Transient Connections in Windows Azure: Useful Resources

This is a collection of resources I have encountered while researching the problem of intermittent connections in Windows Azure. I will be writing about how these affect not just Entity Framework, but Windows Azure more generally.

"Transient connections" is a polite way of saying "dropped connections". These are of course a fact of life when developing distributed appilications: a wide variety of network errors can occur. However there are additional causes of dropped connections in Windows Azure, and these additional cases are not all bad things.

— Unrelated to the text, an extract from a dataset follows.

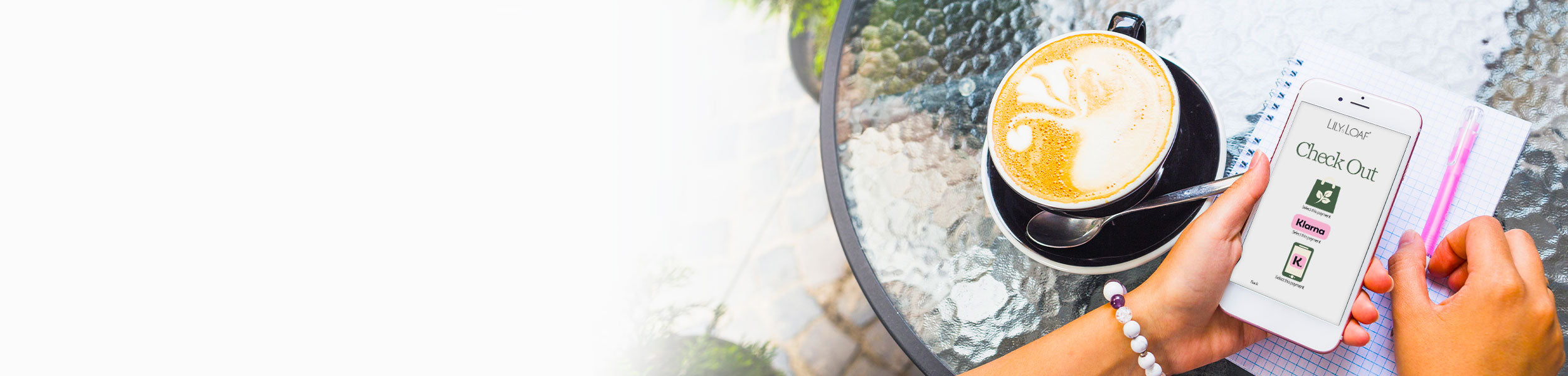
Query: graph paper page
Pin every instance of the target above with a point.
(1481, 187)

Here are the main causes of dropped connections:

  • the usual network errors that are inherent in distributed applications
  • SQL Azure throttling exceptions: because SQL Azure is a multi-tenant database service based on shared resources, it will throw exceptions on any applications that use "too many" resources. SQL applications that hog resources are generally a bad thing, and can often be a symptom of a badly written query. Dealing with SQL Azure throttling exceptions is pretty similar to applying best practices to any distributed SQL application.
  • Windows Azure has extensive capabilities for reliability, load balancing, and scaling: these are in fact some of the major benefits of using Windows Azure, and were high priority design goals for the service. One implication of this architecture is that there are replicated instances of your application, and that sooner or later, one of these instances will get taken down (either by hardware failure, or database sharding, or resource re-balancing). Ideally these actions would be invisible to your application, but at this point in time your application must anticipate connections dropping, and be able to handle reconnecting.
  • SQL Azure "sharding" aka the Federations feature: contemplate what happens when your app is executing a query while a partition is being "re-sharded"; or if you are running a multi-partition query while re-sharding happens, and some of the partitions are in the old state, and some in the new state. I will be researching this scenario more in the near future: I am just calling it to your attention to think about, as a source of interesting query behavior.

Here are some resources that I have found useful.

SQL Azure Connection Management: provides a great overview, as well as detailed listings and explanations of the individual exceptions you may encounter.

SQL Azure and Entity Framework Connection Fault Handling: very detailed explanation with code samples of how to handle the exceptions encountered when using the ObjectContext class in Entity Framework. Uses a retry framework described in the next resource.

Best Practices for Handling Transient Conditions in SQL Azure Client Applications: describes a framework that can be used to implement retry logic in SQL Azure; the preceding resource uses this framework.

Transient Fault Handling Framework: the code used by the retry framework in the preceding resource

Minimizing Connection Pool errors in SQL Azure: illustrates how to handle dropped connections

I've particularly found the postings from members of the Windows Azure Customer Advisory Team ("CAT") valuable, since they are based on creating solutions to actual customer problems. Other source of information include Bing, the Windows Azure Platform forums, etc.